Warm milk to just above body temperature (approximately 100°F) by heating in a small saucepan or in a microwave for 1 minute. Add vanilla paste, 1 tablespoon of sugar and yeast. Whisk to combine and set aside.
After five minutes at rest, and when the yeast mixture has begun to bubble and rise, gently stir into the flour mixture with the eggs (whisk together first before adding). Add remaining gfJules Flour, 1 cup at a time, until the dough is firm but slightly sticky.
Lightly flour a clean countertop or pastry mat with gfJules™ Flour. Transfer the dough and pat it into a flat disk shape, then gently roll out to 1/2 inch-thick.
To make donuts, flour (with gfJules Flour) a large round cutter (2-inches or larger) and press into the rolled dough. Use a small round cookie cutters to cut out the middles.
To make donut holes, use a 1-inch or smaller size cookie cutter. Gently press scraps of dough together to re-cut so that all the dough is used.
To make donut holes, roll each cut circle lightly between your palms until it is shaped like a ball. Once cut or rolled, place donuts onto baking sheets lined with parchment and cover with another sheet or parchment.
Place in a warm location or oven turned on to 200°F and turned off. (Place a pot of boiling water in the oven with the dough to help the rise.) Allow the donuts to rise for at least 30 minutes.
In a large saucepan, heat 2 inches of vegetable oil to 350°. Add 3 or 4 donuts at a time, adjusting the heat to keep the oil between 325° and 350°.
Fry the donuts until golden brown, flipping so both sides are cooked. This process can take less than 1 minute total with these yeasted doughnuts, so watch closely to ensure they are not over or under-cooked.
Remove cooked donuts with a slotted spoon and let drain on a wire rack. If rolling in sugar, do so while the donuts are still hot; if using glazes, allow donuts to cool first.
To Air Fry:
Set the machine to Air Fry at 350F and turn the timer on to start the machine (with my Cuisinart Air Fryer/Toaster Oven the timer must be running for the Air Fry setting to turn on).

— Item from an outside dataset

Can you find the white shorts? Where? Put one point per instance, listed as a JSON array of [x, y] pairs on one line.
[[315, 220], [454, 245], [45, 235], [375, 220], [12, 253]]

Put the baking tray on the pan onto rack position 2 (or follow instructions on your air fryer model).
After about 4 minutes, take the doughnuts out — that’s it! They should be lightly browned and fully cooked inside. The first batch I let cook for 5 minutes, and it was a touch too long. I’m sure it depends on the size of your doughnut holes, but you don’t want them to get too brown or crunchy.

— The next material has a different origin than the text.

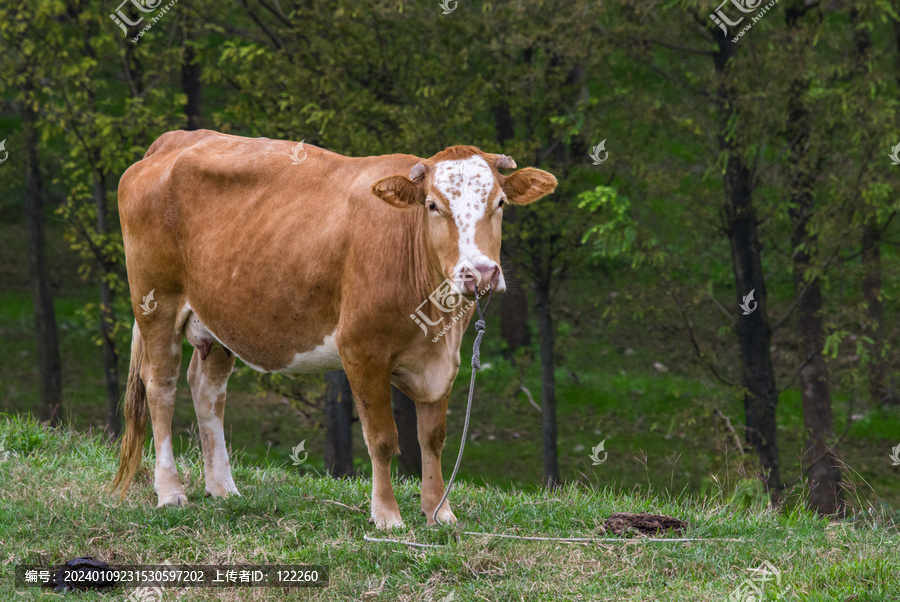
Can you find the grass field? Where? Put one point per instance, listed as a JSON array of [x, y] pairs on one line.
[[53, 508]]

To make glaze, whisk ingredients together in a small saucepan over low heat. Once integrated and warmed, dunk donuts into the glaze and set aside on a cooling rack covered with wax paper.
To make chocolate glaze, whisk ingredients together until thick but still spreadable. Dip the tops of donuts into the glaze, then set aside on a cooling rack covered with wax paper until glaze is set. Add more or less milk or sugar until the consistency is right.
To fill the donuts, once the doughnuts are fried and cooled, fit a large opening metal icing tip onto a pastry bag and fill with jam, preserves, frosting or cream as you withdraw the tip.
Push the metal tip into the side of the donut hole almost into the middle, and squeeze the jam or cream inside the donut.
For larger donuts, insert a pastry bag fitted with a long metal tip into the middle, then squeeze filling as you withdraw the tip.
As with any fried donut, these are best when enjoyed the day you make them.